With the number of Holocaust survivors dwindling, a House committee voted Tuesday to urge seven European nations to quickly approve the opening of millions of Nazi files on concentration camps and their victims.
/ Source: The Associated Press

With the number of Holocaust survivors dwindling, a House committee voted Tuesday to urge seven European nations to quickly approve the opening of millions of Nazi files on concentration camps and their victims.

Earlier this month, an 11-nation body overseeing the long-secret archive set procedures to open the war records stored in Bad Arolsen, Germany, by the end of the year. Before the material can be accessed, all 11 must ratify an agreement adopted last year to end the 60-year ban on using the files for research.

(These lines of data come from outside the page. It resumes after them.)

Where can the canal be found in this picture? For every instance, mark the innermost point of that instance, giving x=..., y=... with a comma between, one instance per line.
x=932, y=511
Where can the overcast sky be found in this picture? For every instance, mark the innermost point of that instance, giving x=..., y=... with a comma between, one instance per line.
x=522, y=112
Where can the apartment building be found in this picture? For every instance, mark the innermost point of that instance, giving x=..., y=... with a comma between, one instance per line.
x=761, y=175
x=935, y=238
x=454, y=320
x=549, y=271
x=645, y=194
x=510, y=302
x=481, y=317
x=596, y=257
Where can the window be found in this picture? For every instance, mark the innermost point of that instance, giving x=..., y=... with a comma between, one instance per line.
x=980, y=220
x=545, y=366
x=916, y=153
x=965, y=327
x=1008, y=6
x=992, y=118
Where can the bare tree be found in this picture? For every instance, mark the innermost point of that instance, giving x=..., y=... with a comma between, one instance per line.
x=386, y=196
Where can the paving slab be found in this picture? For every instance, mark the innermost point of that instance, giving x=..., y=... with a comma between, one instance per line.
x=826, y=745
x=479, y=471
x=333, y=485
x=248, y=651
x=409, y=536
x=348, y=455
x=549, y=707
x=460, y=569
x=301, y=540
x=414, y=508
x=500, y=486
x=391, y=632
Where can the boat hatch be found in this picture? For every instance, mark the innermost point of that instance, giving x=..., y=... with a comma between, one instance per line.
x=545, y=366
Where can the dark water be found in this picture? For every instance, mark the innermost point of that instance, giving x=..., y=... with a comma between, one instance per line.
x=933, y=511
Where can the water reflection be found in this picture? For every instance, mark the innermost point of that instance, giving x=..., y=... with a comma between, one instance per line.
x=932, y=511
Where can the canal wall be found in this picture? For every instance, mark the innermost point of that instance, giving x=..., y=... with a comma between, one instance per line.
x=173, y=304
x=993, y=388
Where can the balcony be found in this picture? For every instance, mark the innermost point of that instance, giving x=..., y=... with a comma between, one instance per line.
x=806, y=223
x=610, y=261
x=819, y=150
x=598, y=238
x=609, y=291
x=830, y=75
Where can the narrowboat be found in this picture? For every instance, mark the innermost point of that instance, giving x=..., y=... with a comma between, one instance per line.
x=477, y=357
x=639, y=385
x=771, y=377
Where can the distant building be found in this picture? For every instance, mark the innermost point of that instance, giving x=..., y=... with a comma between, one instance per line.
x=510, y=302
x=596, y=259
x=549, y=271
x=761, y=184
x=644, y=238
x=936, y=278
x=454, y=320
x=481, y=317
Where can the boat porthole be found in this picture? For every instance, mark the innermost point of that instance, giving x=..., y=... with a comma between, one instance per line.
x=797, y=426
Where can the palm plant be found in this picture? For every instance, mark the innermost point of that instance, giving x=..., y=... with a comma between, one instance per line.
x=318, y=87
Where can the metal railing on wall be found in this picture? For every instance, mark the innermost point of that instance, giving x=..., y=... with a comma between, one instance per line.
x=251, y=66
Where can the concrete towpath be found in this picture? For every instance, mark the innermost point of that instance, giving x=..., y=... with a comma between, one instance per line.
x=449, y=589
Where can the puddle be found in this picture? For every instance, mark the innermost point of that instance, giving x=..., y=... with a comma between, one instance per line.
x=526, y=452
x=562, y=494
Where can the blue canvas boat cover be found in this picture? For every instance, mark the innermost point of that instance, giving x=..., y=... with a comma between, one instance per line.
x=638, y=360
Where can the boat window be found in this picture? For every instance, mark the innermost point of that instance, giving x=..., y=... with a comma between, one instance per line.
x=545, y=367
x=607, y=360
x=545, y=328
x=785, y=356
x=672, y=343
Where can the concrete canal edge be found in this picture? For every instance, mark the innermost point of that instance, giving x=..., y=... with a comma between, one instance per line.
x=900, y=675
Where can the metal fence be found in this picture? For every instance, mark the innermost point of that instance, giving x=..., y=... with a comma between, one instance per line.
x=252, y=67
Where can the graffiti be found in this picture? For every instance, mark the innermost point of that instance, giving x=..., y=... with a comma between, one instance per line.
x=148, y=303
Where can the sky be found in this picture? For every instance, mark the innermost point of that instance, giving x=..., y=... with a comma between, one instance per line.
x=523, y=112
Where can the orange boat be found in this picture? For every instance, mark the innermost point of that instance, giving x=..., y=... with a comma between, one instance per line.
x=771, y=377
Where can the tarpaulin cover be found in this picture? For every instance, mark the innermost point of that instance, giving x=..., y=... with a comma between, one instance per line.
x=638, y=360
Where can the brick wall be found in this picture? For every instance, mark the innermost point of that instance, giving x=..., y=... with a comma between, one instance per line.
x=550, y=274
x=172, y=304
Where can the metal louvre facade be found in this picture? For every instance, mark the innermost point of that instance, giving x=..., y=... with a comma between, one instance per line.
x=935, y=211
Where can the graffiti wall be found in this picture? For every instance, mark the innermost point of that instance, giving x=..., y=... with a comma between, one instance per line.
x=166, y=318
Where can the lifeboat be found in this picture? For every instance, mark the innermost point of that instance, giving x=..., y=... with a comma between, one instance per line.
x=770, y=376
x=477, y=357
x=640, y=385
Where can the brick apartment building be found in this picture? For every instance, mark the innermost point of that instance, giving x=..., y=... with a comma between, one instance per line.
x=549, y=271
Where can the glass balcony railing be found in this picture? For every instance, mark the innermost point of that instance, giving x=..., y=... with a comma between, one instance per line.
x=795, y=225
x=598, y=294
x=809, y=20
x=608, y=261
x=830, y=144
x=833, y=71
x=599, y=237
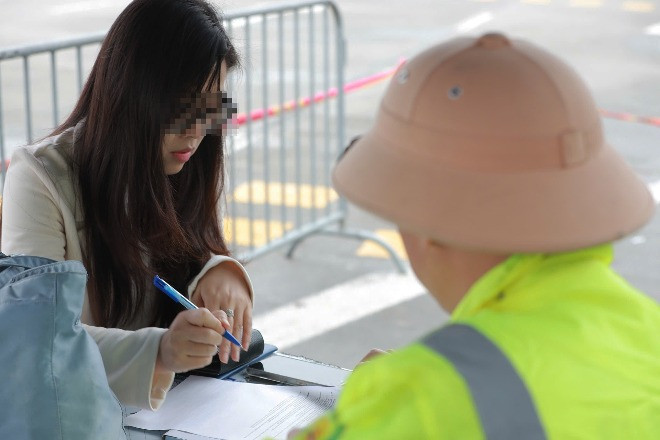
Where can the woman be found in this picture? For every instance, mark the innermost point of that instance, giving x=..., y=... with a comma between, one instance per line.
x=130, y=184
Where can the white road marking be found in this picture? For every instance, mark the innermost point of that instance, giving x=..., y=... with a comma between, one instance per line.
x=655, y=190
x=654, y=29
x=84, y=6
x=339, y=305
x=474, y=22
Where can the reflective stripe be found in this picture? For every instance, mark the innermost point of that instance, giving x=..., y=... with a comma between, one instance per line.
x=503, y=403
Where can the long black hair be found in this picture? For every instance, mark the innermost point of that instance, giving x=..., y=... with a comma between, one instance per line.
x=138, y=220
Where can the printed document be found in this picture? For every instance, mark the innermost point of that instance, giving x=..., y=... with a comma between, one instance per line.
x=236, y=410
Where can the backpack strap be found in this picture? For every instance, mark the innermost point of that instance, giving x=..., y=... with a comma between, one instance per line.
x=504, y=405
x=12, y=265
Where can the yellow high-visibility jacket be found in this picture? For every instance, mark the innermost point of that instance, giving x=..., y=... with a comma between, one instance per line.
x=582, y=348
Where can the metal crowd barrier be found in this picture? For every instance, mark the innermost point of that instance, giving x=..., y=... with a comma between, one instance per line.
x=290, y=94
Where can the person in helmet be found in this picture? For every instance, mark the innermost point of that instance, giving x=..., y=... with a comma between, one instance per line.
x=489, y=155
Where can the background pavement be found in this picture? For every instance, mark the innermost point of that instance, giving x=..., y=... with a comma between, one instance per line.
x=332, y=304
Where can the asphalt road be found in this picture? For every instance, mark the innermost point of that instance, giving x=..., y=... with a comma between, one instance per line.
x=328, y=302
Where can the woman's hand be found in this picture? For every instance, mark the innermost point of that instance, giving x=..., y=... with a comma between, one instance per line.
x=224, y=288
x=192, y=340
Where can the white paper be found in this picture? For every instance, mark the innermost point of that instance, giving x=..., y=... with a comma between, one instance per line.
x=236, y=410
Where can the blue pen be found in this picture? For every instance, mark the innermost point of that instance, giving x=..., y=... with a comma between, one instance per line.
x=185, y=302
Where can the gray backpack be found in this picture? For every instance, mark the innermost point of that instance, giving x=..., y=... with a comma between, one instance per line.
x=53, y=380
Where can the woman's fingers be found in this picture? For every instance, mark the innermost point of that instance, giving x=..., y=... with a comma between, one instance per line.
x=191, y=341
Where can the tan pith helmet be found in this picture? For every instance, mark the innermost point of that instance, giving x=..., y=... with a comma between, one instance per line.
x=496, y=145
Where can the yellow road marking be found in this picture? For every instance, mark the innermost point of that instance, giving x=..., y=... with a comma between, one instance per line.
x=259, y=228
x=586, y=3
x=638, y=6
x=373, y=250
x=289, y=194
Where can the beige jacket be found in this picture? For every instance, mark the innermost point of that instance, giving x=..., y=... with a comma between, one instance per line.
x=40, y=216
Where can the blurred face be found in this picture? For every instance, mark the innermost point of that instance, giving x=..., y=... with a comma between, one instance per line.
x=202, y=114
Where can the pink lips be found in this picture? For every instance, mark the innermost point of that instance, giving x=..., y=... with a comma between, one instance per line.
x=182, y=156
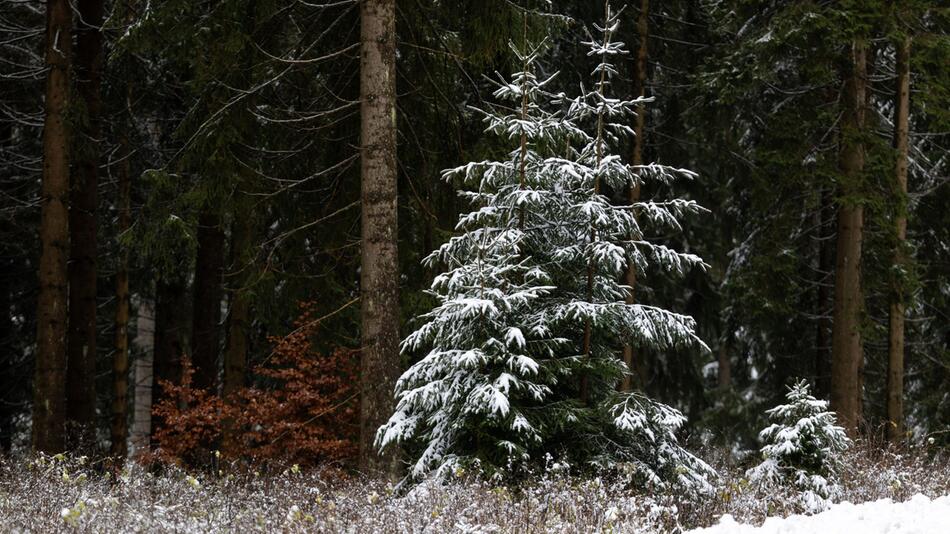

The resolution approved by the House Foreign Affairs Committee calls on member countries who have not yet ratified to do so quickly in the interest of elderly Holocaust survivors.

Israel, the United States, Poland and the Netherlands have completed ratification.

Germany, Britain and Luxembourg have said they would ratify before the commission meets again in May. National elections in France and Belgium could cause delays in those countries, officials said, and the status in Italy and Greece was unclear.

The Associated Press, which was granted extensive access to the archive in recent months on condition that victims not be fully identified, has drawn attention to the documents.

AP researchers have seen letters by Nazi commanders, Gestapo orders and vivid testimony from victims and observers of the brutality of camp life and the "death marches" when camps were ordered cleared of prisoners at the end of the war.

Scholars say the Bad Arolsen files will fill gaps in history and provide a unique perspective gained from seeing original Nazi letters, the minutiae of the concentration camps' structures, slave labor records and the testimony of victims and ordinary Germans who witnessed the brutality of the Gestapo.

In the last 60 years, the International Committee of the Red Cross' Tracing Service has responded to 11 million requests from survivors and their families. Most inquiries have resulted in delays lasting years and produced sketchy replies.

The files have been used since the 1950s to help determine the fate of people who disappeared during the Third Reich. Later, the files were also used to validate claims for compensation.